Having been chosen twice to host the top technical event in any arable man’s calendar you would expect Andrew Ward to be more than a cut above the average. He doesn’t disappoint.
Andrew does nearly all the spraying and half the drilling and combining on the 650ha (1606 acres) all arable business of Roy Ward farms business. He conducts field trials, and, as well as hosting the Cereals event twice sits on an HGCA committee and manages all the farm’s office work, too.
His enthusiasm for arable farming and desire to remain profitable through tight control costs underpin the business. His focus on cultivation costs is a good example: “I used to average fuel use on any tractor in relation to the implement it pulled,” he says. “But I didn’t think that was accurate enough.”
This year he costed each tractor and machine combination separately in his fully min-till based system. “It’s amazing how much the same tractor/implement combination can differ on various soil types.”
His range of soils merits three distinct rotations with first wheats averaging 11.5t/ha. “We’ve done 80t/ha of beet on the heath which won’t sustain second wheats.”
Sewage sludge helps raise soil nutrient indices and reduces fertiliser costs. No bagged P or K fertiliser has been used on the heavy land for seven years. Once unconvinced of the value of soil N tests but recently FACTS-qualified he revived them with “surprising results” leading to several trials.

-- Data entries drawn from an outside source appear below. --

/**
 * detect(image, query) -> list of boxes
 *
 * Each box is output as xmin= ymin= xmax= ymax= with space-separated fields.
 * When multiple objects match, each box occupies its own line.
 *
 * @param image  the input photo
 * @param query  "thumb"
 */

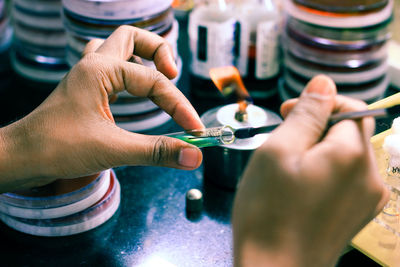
xmin=105 ymin=127 xmax=203 ymax=170
xmin=272 ymin=75 xmax=337 ymax=153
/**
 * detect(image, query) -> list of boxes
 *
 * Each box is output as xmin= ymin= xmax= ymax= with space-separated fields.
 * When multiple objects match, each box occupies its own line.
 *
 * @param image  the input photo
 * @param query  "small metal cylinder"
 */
xmin=186 ymin=189 xmax=203 ymax=212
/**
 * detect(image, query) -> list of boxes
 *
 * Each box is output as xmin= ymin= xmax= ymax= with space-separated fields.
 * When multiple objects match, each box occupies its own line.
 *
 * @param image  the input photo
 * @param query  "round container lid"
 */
xmin=284 ymin=52 xmax=388 ymax=84
xmin=0 ymin=170 xmax=120 ymax=237
xmin=285 ymin=0 xmax=393 ymax=29
xmin=0 ymin=170 xmax=111 ymax=219
xmin=293 ymin=0 xmax=388 ymax=13
xmin=62 ymin=0 xmax=172 ymax=21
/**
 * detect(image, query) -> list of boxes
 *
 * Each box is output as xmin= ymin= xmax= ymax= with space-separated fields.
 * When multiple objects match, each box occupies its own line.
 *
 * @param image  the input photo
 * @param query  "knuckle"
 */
xmin=333 ymin=143 xmax=365 ymax=167
xmin=151 ymin=70 xmax=168 ymax=87
xmin=258 ymin=141 xmax=285 ymax=159
xmin=352 ymin=99 xmax=368 ymax=110
xmin=151 ymin=136 xmax=171 ymax=165
xmin=291 ymin=104 xmax=326 ymax=133
xmin=79 ymin=53 xmax=101 ymax=69
xmin=256 ymin=141 xmax=292 ymax=168
xmin=86 ymin=38 xmax=102 ymax=48
xmin=345 ymin=144 xmax=365 ymax=162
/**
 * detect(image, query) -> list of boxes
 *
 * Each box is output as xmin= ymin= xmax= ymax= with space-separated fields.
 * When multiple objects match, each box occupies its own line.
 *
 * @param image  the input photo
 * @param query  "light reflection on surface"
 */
xmin=138 ymin=255 xmax=178 ymax=267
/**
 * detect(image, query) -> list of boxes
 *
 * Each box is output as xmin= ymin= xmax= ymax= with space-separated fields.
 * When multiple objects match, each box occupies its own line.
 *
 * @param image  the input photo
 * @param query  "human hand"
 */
xmin=232 ymin=75 xmax=389 ymax=267
xmin=0 ymin=26 xmax=203 ymax=192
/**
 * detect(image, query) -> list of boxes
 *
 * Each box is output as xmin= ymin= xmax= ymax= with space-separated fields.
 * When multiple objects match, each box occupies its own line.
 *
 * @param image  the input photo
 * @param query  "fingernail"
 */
xmin=303 ymin=75 xmax=336 ymax=97
xmin=179 ymin=147 xmax=200 ymax=168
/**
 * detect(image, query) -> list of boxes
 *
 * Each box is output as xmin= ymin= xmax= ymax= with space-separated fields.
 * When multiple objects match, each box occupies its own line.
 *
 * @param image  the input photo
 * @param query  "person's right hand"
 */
xmin=232 ymin=75 xmax=389 ymax=267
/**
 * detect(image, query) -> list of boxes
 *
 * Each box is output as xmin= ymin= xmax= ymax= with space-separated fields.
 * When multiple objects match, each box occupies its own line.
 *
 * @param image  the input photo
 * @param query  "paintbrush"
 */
xmin=234 ymin=105 xmax=400 ymax=139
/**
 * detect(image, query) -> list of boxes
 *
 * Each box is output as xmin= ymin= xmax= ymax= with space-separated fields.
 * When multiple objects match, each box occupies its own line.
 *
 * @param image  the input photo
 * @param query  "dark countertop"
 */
xmin=0 ymin=18 xmax=387 ymax=267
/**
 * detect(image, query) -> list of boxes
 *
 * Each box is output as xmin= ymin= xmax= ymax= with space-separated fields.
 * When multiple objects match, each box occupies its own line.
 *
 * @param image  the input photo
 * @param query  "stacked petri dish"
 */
xmin=10 ymin=0 xmax=69 ymax=86
xmin=0 ymin=169 xmax=120 ymax=237
xmin=280 ymin=0 xmax=393 ymax=103
xmin=0 ymin=0 xmax=12 ymax=91
xmin=62 ymin=0 xmax=180 ymax=133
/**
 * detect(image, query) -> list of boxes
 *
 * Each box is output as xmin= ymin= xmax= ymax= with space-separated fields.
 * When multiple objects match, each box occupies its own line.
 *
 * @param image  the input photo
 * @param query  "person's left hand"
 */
xmin=0 ymin=26 xmax=203 ymax=192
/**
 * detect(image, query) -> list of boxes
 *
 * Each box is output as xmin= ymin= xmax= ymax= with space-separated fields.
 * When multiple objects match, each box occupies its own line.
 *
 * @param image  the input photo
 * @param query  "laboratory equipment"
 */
xmin=280 ymin=0 xmax=393 ymax=102
xmin=0 ymin=170 xmax=121 ymax=236
xmin=166 ymin=125 xmax=236 ymax=148
xmin=11 ymin=0 xmax=69 ymax=85
xmin=201 ymin=103 xmax=282 ymax=189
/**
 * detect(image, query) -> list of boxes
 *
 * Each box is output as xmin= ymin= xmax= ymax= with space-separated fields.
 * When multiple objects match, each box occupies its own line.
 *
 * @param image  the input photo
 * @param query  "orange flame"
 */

With blackgrass control a constant battle much of his spring beans area has being switched to HO,LL rape allowing more time for vital stale seed-beds.
He admits his 9m (30ft) cut New Holland CR980 combine is over-capacity, but it brings contracting opportunities. GPS controls will inevitably be integrated, but not on his four-year old sprayer until it needs replacing.
His marketing policy is to spread risks, selling to five merchants increasingly on a “forward” basis, and using options depending on information from several sources.
Most of his ELS points come from 6m field margins – mainly of grass, but with wildflower mixtures where the public has access.